Ryan Donovan: Yeah. I recently did a podcast where we went through this sort of history of improvements in software engineering, and it’s like, every new abstraction gets a new layer of complexity on top of it, a new layer of orchestration, and the people figure out other stuff, but like, on the other hand, people are still writing assembly code, right? That’s not entirely lost.

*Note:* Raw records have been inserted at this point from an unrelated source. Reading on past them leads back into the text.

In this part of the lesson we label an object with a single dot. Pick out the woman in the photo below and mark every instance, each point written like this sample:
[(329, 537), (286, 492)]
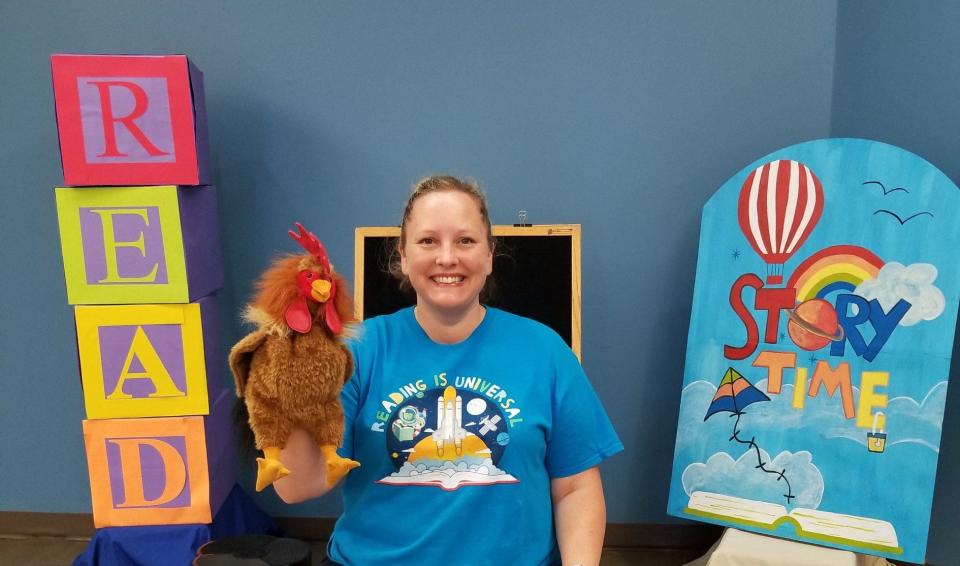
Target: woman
[(478, 433)]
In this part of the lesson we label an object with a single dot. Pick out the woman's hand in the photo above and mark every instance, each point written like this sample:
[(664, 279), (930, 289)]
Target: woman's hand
[(580, 514)]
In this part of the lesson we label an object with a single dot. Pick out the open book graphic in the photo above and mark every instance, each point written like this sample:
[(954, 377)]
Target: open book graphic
[(849, 530), (448, 480)]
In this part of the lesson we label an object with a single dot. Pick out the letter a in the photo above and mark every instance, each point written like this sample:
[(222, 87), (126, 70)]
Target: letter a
[(152, 366), (175, 471)]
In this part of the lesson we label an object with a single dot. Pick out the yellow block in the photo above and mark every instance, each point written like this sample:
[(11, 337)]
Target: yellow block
[(128, 245), (142, 360)]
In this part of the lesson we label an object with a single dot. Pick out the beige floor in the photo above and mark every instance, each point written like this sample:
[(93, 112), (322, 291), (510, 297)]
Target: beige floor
[(61, 552)]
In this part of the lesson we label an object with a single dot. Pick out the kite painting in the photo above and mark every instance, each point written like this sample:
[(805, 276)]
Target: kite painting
[(819, 348)]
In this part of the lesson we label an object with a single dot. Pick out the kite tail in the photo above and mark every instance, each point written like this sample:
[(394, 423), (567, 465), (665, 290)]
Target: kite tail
[(760, 463)]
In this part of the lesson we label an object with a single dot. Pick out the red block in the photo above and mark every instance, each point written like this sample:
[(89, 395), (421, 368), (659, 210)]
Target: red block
[(130, 120)]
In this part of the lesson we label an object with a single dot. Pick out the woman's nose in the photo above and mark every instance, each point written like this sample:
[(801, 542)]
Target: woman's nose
[(447, 255)]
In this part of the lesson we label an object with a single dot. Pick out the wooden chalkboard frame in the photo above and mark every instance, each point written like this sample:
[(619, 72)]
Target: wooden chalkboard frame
[(507, 237)]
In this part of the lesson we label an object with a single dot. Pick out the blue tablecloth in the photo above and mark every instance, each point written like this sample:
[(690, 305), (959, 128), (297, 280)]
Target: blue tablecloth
[(167, 545)]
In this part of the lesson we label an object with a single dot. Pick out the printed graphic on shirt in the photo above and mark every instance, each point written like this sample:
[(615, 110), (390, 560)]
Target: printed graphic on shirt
[(449, 436)]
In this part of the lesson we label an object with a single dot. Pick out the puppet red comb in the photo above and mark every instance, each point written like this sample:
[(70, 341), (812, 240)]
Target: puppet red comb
[(311, 243)]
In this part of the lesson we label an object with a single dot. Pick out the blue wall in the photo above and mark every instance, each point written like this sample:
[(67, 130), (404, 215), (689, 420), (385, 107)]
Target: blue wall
[(896, 80), (624, 117)]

Greg Foster: I’m just a big believer that the job of an engineer is not to type a lot of keys on a keyboard. The job is to solve problems, identify problems, communicate around those problems, pick a solution, execute that solution. That’s why we’re doing it. We’re trying to build stuff and solve things. The tool you use is just whatever the right tool is for the job, and it’s a means to an end, really. You know, like if I didn’t have to type keys on a keyboard, I think I would still have a job within software engineering. I think this is true for many engineers in the world, so, I actually look at it from more a glass-half-full kinda standpoint in that I think some of the busy work of software engineering is going away, and people are being forced to focus on the higher-level problem solving, and which problem do we wanna solve, and how do we wanna choose that solution? And the execution of the solution just got a little bit easier, and that’s okay. Like, love that we have 3D printing, you’ve seen these evolutions happen in other fields and crafts, and it doesn’t destroy the craft of the engineering that goes into it. It just evolves and changes it.

Ryan Donovan: Yeah, you’re still building systems. I mean, when people do computer graphics, they’re no longer putting individual pixels on the screen, right? It’s this whole series of complex math behind the scenes, right?

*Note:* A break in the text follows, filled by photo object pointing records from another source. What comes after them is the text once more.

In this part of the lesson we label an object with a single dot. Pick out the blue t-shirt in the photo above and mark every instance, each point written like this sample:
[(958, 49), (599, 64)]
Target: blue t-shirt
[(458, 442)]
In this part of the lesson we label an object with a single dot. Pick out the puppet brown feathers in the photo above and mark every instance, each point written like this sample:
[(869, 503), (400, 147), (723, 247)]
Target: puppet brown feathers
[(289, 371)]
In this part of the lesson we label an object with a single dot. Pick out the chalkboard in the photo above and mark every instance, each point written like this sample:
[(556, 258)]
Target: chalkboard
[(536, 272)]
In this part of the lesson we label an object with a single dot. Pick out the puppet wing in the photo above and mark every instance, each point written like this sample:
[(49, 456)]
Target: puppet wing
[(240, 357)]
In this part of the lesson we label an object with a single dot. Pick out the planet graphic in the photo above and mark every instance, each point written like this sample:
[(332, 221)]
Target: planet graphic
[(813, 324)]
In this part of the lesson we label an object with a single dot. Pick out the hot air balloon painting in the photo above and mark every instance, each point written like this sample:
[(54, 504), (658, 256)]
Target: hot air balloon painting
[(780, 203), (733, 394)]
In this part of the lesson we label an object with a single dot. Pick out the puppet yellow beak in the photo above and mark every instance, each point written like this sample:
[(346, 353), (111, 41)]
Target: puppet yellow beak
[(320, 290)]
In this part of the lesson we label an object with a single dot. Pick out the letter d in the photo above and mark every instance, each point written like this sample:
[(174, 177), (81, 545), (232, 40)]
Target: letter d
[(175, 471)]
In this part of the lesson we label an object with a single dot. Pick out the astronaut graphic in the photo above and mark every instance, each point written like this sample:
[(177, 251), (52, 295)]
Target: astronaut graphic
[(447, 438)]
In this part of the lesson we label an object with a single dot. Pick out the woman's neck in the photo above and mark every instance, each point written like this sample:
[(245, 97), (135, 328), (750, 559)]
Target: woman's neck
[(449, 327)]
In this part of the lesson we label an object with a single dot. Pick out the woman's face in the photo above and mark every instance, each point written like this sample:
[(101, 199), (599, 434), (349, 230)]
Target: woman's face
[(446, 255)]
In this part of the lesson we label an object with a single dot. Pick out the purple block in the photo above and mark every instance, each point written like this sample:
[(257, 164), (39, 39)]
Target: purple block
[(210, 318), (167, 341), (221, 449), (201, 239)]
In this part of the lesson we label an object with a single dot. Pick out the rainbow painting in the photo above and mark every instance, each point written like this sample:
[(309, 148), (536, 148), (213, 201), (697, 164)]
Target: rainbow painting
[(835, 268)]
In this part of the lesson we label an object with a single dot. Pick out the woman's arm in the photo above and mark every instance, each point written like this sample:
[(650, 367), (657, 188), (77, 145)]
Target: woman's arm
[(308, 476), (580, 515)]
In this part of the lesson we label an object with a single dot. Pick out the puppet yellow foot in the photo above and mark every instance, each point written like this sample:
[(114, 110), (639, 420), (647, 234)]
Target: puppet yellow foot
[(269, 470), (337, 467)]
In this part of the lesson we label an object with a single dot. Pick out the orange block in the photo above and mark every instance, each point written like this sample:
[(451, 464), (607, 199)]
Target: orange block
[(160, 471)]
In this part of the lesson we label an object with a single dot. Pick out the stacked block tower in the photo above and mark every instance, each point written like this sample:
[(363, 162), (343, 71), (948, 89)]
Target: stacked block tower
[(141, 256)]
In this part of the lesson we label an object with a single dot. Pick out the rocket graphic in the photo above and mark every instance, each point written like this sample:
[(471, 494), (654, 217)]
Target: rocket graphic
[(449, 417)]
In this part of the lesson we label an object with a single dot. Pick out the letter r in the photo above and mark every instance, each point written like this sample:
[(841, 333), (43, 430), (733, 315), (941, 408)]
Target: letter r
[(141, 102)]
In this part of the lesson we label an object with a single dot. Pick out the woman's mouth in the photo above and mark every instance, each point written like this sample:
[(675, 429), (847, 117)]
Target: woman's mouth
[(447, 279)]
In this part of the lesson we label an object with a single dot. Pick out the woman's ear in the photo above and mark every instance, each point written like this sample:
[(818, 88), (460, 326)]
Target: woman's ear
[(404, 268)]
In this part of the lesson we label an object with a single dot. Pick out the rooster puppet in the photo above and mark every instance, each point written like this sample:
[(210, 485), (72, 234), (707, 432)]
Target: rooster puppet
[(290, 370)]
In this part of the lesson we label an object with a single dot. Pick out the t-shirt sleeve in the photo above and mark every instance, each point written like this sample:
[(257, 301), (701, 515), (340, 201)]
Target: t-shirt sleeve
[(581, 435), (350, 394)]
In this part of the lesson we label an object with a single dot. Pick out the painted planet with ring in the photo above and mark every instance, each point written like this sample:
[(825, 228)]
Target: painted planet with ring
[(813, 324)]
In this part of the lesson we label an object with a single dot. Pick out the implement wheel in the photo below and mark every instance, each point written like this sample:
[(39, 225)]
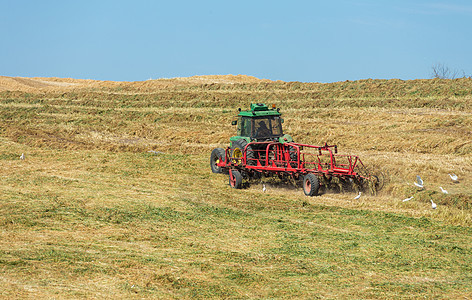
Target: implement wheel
[(310, 185), (235, 179), (216, 156)]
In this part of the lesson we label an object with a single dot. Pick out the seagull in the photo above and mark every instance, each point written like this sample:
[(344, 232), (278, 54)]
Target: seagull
[(419, 182), (443, 190), (454, 177)]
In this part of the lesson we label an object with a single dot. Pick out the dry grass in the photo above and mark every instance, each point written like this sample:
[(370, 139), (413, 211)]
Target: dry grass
[(90, 213)]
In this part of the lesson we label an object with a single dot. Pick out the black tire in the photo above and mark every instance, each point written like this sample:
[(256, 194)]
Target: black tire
[(238, 179), (310, 185), (216, 155)]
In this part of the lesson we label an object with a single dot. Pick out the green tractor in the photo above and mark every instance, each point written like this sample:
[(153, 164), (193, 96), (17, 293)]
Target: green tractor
[(259, 124)]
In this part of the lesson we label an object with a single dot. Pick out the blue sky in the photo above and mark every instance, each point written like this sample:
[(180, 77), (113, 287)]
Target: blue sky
[(308, 41)]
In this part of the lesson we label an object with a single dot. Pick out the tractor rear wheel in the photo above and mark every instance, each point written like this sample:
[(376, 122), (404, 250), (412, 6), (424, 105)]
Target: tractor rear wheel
[(216, 156), (310, 185), (236, 180)]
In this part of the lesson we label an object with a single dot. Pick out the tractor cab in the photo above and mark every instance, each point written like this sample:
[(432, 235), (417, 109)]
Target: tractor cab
[(260, 124)]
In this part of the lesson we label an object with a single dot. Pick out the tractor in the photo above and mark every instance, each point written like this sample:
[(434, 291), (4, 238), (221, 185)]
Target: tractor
[(261, 149)]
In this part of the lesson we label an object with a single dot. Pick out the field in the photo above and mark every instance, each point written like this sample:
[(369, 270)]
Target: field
[(115, 198)]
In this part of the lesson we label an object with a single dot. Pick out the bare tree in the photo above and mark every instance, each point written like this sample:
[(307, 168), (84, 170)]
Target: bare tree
[(442, 71)]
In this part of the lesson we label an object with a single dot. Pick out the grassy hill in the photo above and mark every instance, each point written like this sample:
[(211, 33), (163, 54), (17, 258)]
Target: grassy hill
[(90, 212)]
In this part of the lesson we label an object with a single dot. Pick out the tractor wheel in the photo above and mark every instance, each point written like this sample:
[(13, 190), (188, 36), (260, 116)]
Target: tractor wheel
[(237, 179), (216, 155), (310, 185)]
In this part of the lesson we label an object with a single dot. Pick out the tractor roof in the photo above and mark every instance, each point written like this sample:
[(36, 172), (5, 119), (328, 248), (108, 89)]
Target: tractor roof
[(259, 110)]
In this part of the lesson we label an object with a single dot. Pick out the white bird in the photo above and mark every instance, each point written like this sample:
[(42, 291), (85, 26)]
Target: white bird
[(454, 177), (419, 182), (443, 190)]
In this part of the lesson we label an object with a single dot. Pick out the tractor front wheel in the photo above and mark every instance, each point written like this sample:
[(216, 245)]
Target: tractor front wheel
[(216, 156), (235, 179), (310, 185)]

Greg Foster: Exactly. Like you said, you’re shifting up a layer of abstraction. We’ve seen it before. Probably you’ll see it again. It’s just cool, ’cause we hadn’t seen one in a while. I think, though, for a decade, everyone got kind of chill and they’re like, ‘okay, we got the Python or Ruby, and TypeScript,’ and like, it really felt like for a decade, not much was evolving in the craft of software engineering. After, you know, the 80s, 90s, there was just really rapid expansion iteration in patterns. And then, I think we’re in our ‘thirst quenched in the desert.’ We’re like, ‘ooh, there you go. There, everything’s new again.’ That’s why tech is fun.

Ryan Donovan: Yeah. I mean, everybody’s going through the sort of hype and doubt cycle here, where it’s like, what’s the real use of this? What’s the thing that it actually does? What is, you know, people blowing smoke in our ears?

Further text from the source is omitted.